Gravity

[kkris1]

I was thinking about Newton's statement regarding gravity : "every particle in the universe attracts every other particle in the universe". How is it possible? What is the link between those particles? . The attractive force of the gravity would require that a particle should be of the size of universe. I do not think it is possible. The explanation might be much simpler , without "spooky" force acting at a distance. (Same might apply to electrostatic and magnetic forces)

Please see the attachement

Kris

Gravity.doc

[insane_alien]

why must the partile be the size of the universe to influence every particle in the universe? Also the the electromagnetic force works by photons and we suspect that gravity might work in a similar way with gravitons.

[gagsrcool]

Hi,

 

I have not gone throught the paper yet, but I think I know the answer to your question.

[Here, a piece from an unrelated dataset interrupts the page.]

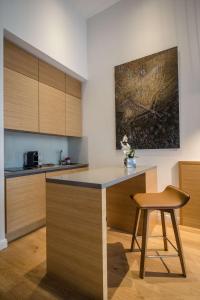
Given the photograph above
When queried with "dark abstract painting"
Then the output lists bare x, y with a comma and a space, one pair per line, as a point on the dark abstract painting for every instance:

Take two entities say the Earth and a ball. When both are separated over a certain distance, we clearly see the force of attraction of the Earth over the ball but not vice-versa. That is due to their respective masses. The mass of the Earth is huge when compared to the ball. So, even though the force of the ball acts on the Earth it is so minute that it can hardly be noticed.

 

When we take two objects of same masses, I think, as the force between them is the same they get cancelled. Probably... not too sure. As atheist.

 

gagsrcool

[Dr. Zimski]

I think this would make sense...

 

In a null-G enviroment (in other words, space), tiny loose particles, such as dirt, tend to "clump" together. It would be my best guess that that is the gravitational force of the tiny particles acting on each other.

[JustStuit]

Isn't that how the planets and such formed, gravity between many particles which kept adding and adding? It does seem strange for tiny specks to gravitate eachother but it would be relativity weak because of their masses.

[insane_alien]

In a null-G enviroment (in other words, space)

 

Oh space is full of gravity. its everywhere, just that things in space are in freefall and don't notice.

[Klaynos]

Oh space is full of gravity. its everywhere, just that things in space are in freefall and don't notice.

 

They DO feel it, but things in orbit are in free fall and things inside them are also in free fall. if I put you inside a metal box and drop you from a plane you would experance the same weightlessness that astranauts do. It's just that you're not moving perpendicular to gravity fast enough to maintain an orbit so will hit the ground...

[Dr. Zimski]

Isn't that how the planets and such formed, gravity between many particles which kept adding and adding? It does seem strange for tiny specks to gravitate eachother but it would be relativity weak because of their masses.

Yep, that's the theory. I kinda find it a little confusing to, but I hope this can explain it further...

 

When you stand on a spinning platform and hold two lead wieghts away from you, you will start to spin faster as you draw the wieghts closer to yourself. According to E=mc^2, the increased speed will increase your mass, and thus increase your gravitational force. The same concept works for the particles of dust and rock that created the Earth. Though, a person who actually go to college for physics might explain it better then me.

[swansont]

According to E=mc^2, the increased speed will increase your mass, and thus increase your gravitational force.

 

Unfortunately that's the wrong application of the equation. Rest mass is the relevant quantity.

[kkris1]

Hello,

My question is: what is physically causing this "attraction" ; in the micro-micro scale there must be some connection between the particles to cause attraction. My point is there is no attraction and no magical connection between all the particles in the universe. What we perceive as "attraction" might be actually pushing force. When you try to block the water drain when emptying a sink, you can feel " attracting " force , which is actually pushing of water and atmospheric pressure

regards

kris

Hi' date='

 

I have not gone throught the paper yet, but I think I know the answer to your question.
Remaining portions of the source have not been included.